O crescimento deverá passar pela expansão internacional e por aquisições. “A Delta não vai ser comprada. A Delta vai comprar fora de Portugal”, sublinhou o gestor, afastando cenários de venda e reforçando a estratégia de consolidação externa.

Europa surge como prioridade, com especial atenção a Espanha, mercado que o grupo pretende reforçar.
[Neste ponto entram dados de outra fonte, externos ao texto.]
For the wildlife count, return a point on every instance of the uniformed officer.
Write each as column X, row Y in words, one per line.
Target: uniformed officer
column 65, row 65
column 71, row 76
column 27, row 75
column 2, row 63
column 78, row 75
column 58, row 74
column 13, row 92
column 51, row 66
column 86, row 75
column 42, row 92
A empresa tem também presença relevante em França, Luxemburgo e Suíça, onde já fatura cerca de 30 milhões de euros e adquiriu recentemente um distribuidor.

As exportações representam atualmente cerca de 35% da faturação do grupo, peso que deverá aumentar nos próximos anos, reduzindo a dependência do mercado português.

Para Rui Miguel Nabeiro, o objetivo passa por manter uma expansão “calculada, bem pensada”, através da aquisição de empresas com afinidade estratégica e cultural com o grupo.

A inauguração do investimento em Campo Maior contou com a presença do primeiro-ministro, Luís Montenegro, do ministro da Economia, Manuel Castro Almeida, do chairman João Manuel Nabeiro, de Ivan Nabeiro e de Rui Miguel Nabeiro.

Apesar da duplicação da capacidade produtiva, o CEO admite que a modernização terá de continuar. “Temos de continuar a modernizar e a dotar a fábrica, passo a passo, daquilo que forem as nossas necessidades”, afirmou.